El Unicornio, o Monoceros como es su nombre oficial, es una constelación moderna. No se menciona en el Almagesto de Ptolomeo (siglo II) ni en el Libro de las Estrellas Fijas de Abd Al-Rahman Al-Sufi (siglo X). Su nombre hay que anotarlo en el haber de Petrus Plancius, astrónomo holandés que lo aportó en 1.613, aunque fue registrado por Jakob Bartsch, un hijo adoptivo de Kepler, en 1.624. Sin embargo, hay referencias a un “segundo caballo al sur de los Gemelos y del Cangrejo” en escritos de 1.564, y Joseph Scaliger, el inventor de la fecha juliana, afirma haberla encontrado en una esfera celeste de la antigua Persia.

Ninguna de las estrellas de Monoceros tiene nombre propio, y tendremos que contentarnos con su letra de Bayer y su número de Flamsteed, en el mejor de los casos. Todas se van más allá de la cuarta magnitud, exceptuando Alpha y Gamma, que no la alcanzan por muy poco.

Alpha Monocerotis es la más brillante. Es una gigante anaranjada con magnitud visual +3.93 situada a una incierta distancia entre 144 y 180 años-luz. Se localiza en el sector sureste de la constelación, muy cerca de la frontera con Puppis.

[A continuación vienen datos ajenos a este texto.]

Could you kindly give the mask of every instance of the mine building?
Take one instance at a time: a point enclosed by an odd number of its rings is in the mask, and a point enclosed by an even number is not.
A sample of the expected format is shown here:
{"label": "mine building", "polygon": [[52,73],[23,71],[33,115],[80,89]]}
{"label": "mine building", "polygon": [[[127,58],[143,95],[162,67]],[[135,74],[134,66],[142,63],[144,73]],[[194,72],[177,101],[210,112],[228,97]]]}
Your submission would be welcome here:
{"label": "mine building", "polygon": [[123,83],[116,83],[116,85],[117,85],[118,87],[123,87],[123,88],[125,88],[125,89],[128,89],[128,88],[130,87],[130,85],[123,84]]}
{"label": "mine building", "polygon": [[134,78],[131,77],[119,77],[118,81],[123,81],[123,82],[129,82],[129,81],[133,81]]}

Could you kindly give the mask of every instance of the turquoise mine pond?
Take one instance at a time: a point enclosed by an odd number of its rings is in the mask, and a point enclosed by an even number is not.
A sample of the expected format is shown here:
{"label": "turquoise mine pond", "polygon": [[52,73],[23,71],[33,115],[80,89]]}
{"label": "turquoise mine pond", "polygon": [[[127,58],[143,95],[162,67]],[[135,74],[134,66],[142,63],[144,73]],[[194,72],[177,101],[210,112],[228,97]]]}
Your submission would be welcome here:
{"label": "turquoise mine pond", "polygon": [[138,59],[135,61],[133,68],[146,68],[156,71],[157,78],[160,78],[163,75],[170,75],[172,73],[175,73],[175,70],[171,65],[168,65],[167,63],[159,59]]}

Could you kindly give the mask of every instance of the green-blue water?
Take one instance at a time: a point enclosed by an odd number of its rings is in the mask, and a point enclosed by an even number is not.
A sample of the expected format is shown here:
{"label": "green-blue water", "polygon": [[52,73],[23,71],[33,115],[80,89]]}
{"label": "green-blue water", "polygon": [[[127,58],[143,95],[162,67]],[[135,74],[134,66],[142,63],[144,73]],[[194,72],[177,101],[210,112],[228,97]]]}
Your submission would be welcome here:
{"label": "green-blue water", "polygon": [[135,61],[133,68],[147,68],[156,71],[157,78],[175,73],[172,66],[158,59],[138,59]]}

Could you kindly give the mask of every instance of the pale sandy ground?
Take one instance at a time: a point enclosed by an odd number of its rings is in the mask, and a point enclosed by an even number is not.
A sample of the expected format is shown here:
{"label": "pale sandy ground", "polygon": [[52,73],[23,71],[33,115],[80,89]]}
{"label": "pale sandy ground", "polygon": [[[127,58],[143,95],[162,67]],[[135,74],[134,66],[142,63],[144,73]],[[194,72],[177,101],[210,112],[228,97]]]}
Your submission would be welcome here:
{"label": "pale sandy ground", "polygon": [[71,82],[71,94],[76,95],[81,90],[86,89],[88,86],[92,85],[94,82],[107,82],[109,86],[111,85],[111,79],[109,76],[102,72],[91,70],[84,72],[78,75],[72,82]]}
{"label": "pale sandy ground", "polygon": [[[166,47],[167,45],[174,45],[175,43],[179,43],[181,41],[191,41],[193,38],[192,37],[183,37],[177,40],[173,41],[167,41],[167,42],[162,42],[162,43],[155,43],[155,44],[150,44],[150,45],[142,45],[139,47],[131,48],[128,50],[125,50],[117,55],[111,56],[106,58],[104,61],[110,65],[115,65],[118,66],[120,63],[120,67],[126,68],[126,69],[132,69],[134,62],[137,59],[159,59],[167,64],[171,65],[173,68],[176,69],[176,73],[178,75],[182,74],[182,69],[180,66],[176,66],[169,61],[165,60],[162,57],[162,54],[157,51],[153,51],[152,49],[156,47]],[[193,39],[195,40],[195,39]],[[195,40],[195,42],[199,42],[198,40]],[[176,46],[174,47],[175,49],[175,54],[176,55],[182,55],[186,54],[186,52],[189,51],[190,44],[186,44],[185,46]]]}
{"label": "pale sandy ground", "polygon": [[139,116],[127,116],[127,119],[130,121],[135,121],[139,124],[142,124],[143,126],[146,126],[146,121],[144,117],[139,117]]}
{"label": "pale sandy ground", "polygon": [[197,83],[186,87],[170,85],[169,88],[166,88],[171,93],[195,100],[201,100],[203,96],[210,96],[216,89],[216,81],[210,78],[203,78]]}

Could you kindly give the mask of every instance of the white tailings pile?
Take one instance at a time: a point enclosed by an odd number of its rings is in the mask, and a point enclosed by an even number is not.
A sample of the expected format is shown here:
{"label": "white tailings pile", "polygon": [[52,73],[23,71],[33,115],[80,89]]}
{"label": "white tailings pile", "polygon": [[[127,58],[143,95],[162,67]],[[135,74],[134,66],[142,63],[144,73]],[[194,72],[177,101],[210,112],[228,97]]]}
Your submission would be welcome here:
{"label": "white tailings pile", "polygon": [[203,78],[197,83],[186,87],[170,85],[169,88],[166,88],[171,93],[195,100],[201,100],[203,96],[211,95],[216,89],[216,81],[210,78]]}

Beta Monocerotis la sigue en brillo, y es la estrella más interesante de la constelación y, probablemente, la triple más hermosa de todo el firmamento. Esta triple, sorprendentemente maravillosa, fue descubierta en 1.781 por William Herschel, que también descubrió Urano, entre otras muchas aportaciones. Herschel dijo de ella: “One of the most beautiful sights in the heavens” (una de las vistas más bonitas de los cielos). Susceptible de ser resuelta por pequeños telescopios, las tres estrellas forman un elegante triángulo que podemos considerar fijo, pues sufre muy pequeñas variaciones con el tiempo. Las tres componentes son blanco-azuladas, con magnitudes de +4.6, +5.2 y ++5.6. A y B están separadas 7” de arco, y C se sitúa a 2.9” de C. Consideradas en magnitud conjunta, sería la estrella más brillante del Unicornio, con +3.76. El sistema está a una distancia de 690 años-luz.

V838 es la última estrella que trataremos en El Unicornio. Esta estrella, hasta el 2.002, era totalmente desconocida. Pero, en febrero de aquel año…

La estrella, situada en los confines de la Vía Láctea, a 20.000 años-luz de distancia (más allá incluso que algunos cúmulos globulares), y que hasta entonces tenía una magnitud visual de decimoquinto orden, sufrió una violenta explosión, cuyo resplandor pudo captar el Telescopio Espacial Hubble. A partir de entonces, los astrónomos le hicieron un atento seguimiento, y convinieron en principio que se trataba de la explosión típica de una supernova. Pero el comportamiento posterior de la estrella desmintió esta hipótesis, pues en marzo y en abril V838 volvió a experimentar nuevos picos de luminosidad, llegando a alcanzar la magnitud visual de +6.75, y adquirió una luminosidad real equivalente a un millón de veces la de nuestro Sol. La estrella, cuyo tipo espectral es de B3V, y que es por tanto blanco-azulada, adquirió pronto un fuerte tono rojizo, consecuencia del enfriamiento ocasionado por la rápida expansión producto del enorme cataclismo. Siendo una estrella de la secuencia principal, el suceso provocó que alcanzara entre 1.200 y 1.800 veces el tamaño del Sol, convirtiéndose en una estrella supergigante roja en muy poco tiempo. Aunque la nebulosa en expansión parece tener dimensiones colosales, en realidad el fenómeno consiste en lo que se ha llamado ecos de luz, por los que la luz emitida por el suceso se refleja en las distintas capas de materia interestelar que ya rodeaba a la estrella previamente. Probablemente, en la actualidad la expansión de V838 ya se haya detenido, y estemos ante una regresión de un fenómeno para el que todavía no tenemos explicación satisfactoria, lo que convierte a nuestra protagonista en uno de los mayores enigmas del Universo. Ahora, V838 Monocerotis vuelve a tener la magnitud visual de +15.74 que tenía antes de la explosión. A continuación podemos observar el aspecto que presentaba en el mes de septiembre del año 2.006, cuatro años después del espectáculo que ofreció, según una fotografía del Telescopio Espacial Hubble:

Objetos de Cielo Profundo

Como la Vía Láctea cruza por la zona, desde el norte por la Constelación de Géminis, saliendo por el sur por Puppis, la profusión de cúmulos y nebulosas es muy notable.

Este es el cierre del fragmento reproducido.